“Mas él herido fue por nuestras rebeliones, molido por nuestros pecados; el castigo de nuestra paz fue sobre él, y por su llaga fuimos nosotros curados. Todos nosotros nos descarriamos como ovejas, cada cual se apartó por su camino; mas Jehová cargó en él el pecado de todos nosotros.”
(Isaías 53: 5-6)
Cada persona que es confrontada con el mensaje del evangelio se enfrenta a la sublime verdad de que Dios en Cristo ocupó su lugar en la cruz, el apóstol Pablo define el evangelio en pocas palabras: “ Porque primeramente os he enseñado lo que asimismo recibí: Que Cristo murió por nuestros pecados, conforme a las Escrituras; y que fue sepultado, y que resucitó al tercer día, conforme a las Escrituras” (1 Corintios 15: 3-4) Leamos nuevamente: “Cristo murió por nuestros pecados”. Dios, a través de Jesús, hizo lo que nosotros no podíamos hacer por nosotros mismos.
El profeta Isaías nos dice esto una y otra vez: “Mas él herido fue por nuestras rebeliones, molido por nuestros pecados; el castigo de nuestra paz fue sobre él, y por su llaga fuimos nosotros curados. Todos nosotros nos descarriamos como ovejas, cada cual se apartó por su camino; mas Jehová cargó en él el pecado de todos nosotros.” (Isaías 53: 5-6)
Lo repito ahora citando las palabras de John R. Stott: “La esencia del pecado es un hombre que se coloca en lugar de Dios, mientras que la esencia de la salvación es Dios que se coloca en el lugar del hombre. El hombre se declara contra Dios y se pone donde solo Dios merece estar. El hombre toma prerrogativas que pertenecen solamente a Dios; Dios acepta penalidades que solo pertenecen al hombre”. Esta es la gloriosa verdad de la sustitución. Me es imposible entenderla totalmente, pero por fe la recibo y me digo a mi mismo: “¡El lo hizo por mí, El tomó mi lugar!”

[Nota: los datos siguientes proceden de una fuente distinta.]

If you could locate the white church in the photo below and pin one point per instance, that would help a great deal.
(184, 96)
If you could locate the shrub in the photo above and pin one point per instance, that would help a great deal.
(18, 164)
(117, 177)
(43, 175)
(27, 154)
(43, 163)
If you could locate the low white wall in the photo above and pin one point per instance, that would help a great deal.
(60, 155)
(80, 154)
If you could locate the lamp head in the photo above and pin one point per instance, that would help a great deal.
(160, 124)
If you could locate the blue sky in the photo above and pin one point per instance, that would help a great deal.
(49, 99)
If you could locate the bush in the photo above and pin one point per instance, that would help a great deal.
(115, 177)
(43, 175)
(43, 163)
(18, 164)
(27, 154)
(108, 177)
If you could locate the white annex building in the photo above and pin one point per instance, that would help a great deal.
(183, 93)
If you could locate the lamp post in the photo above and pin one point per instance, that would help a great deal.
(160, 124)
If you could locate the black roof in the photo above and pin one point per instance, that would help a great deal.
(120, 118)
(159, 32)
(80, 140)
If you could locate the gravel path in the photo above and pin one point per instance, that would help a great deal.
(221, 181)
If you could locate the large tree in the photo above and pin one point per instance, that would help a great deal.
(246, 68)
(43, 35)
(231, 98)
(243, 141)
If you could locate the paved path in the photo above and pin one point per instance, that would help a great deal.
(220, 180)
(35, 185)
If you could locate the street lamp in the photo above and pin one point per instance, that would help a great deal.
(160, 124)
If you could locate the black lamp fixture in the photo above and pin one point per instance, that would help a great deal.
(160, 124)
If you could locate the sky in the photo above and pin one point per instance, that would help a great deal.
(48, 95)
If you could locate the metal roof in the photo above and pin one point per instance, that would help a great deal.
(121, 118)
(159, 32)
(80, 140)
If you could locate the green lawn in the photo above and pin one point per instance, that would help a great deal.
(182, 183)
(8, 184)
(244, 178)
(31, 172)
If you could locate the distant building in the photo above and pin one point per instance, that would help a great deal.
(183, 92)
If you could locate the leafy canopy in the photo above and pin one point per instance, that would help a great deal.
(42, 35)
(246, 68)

Hazlo tu también personal, Dios en Cristo se colocó en tu lugar, para llevar en si mismo lo que tu hubieras sufrido a causa de tu pecado, y para conquistar para ti lo que hubieras perdido eternamente.
Cuando recibimos esto, solo hay una forma en la que podemos permanecer ante Dios, en una actitud de permanente humildad, con el espíritu de rodillas y con un corazón del que brotan lágrimas de inmensa gratitud.